Importance of IP Addresses for Server Stability and Security

Started by plccourses, Dec 08, 2022, 03:32 AM

Previous topic - Next topic

plccoursesTopic starter

During my time working as a technical support engineer in a hosting company, I encountered various server load problems such as DDoS attacks that would block websites and cause the server to come to a halt.

 However, things became more challenging when DDoS attacks were directed at the IP address without an address. In such cases, our team had to create several interfaces and distribute sites among them until we could pinpoint the attacked one and block it. This process was often accompanied by a rise in calls and emails from affected site owners, which we resolved by transferring them to other servers or advising them to wait for a week.

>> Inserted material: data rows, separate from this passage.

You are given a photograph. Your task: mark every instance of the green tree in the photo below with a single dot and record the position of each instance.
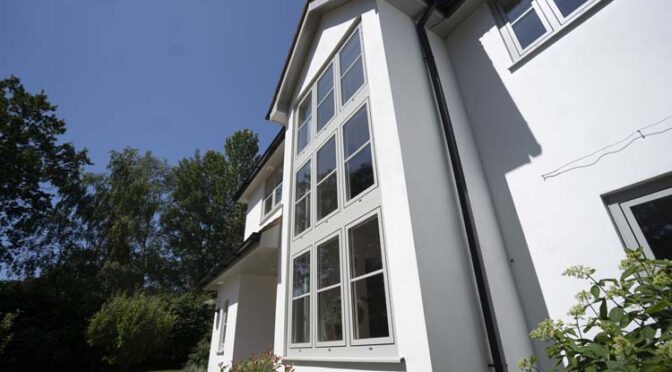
(40, 181)
(131, 330)
(202, 221)
(123, 221)
(622, 324)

We also relied on a script to block IP addresses that frequently accessed the server, but this proved to be problematic when Google robots were suddenly included in the IP list. Site owners complained about their sites being inaccessible from Google's search results, but resolving the issue was not easy. We escalated the issue to higher authorities, but the response was slow, and we were instructed to manually unblock Google IP addresses upon request. Eventually, a user wrote to the general director, explaining the problem, leading to a swift resolution to the issue.

This incident occurred in 2018, and while I cannot disclose the name of the hosting company, some users may recognize it from the given image.


It is impossible to obtain the complete list of IP addresses used by search engines, making it difficult to check for them. Your best bet is to reach out to the technical support team of the search engine that seems to be causing the issue. They can help you determine if there are any problems preventing your site from getting indexed. However, if the problem is related to IP blocking, you will need to contact your hosting provider's technical support team.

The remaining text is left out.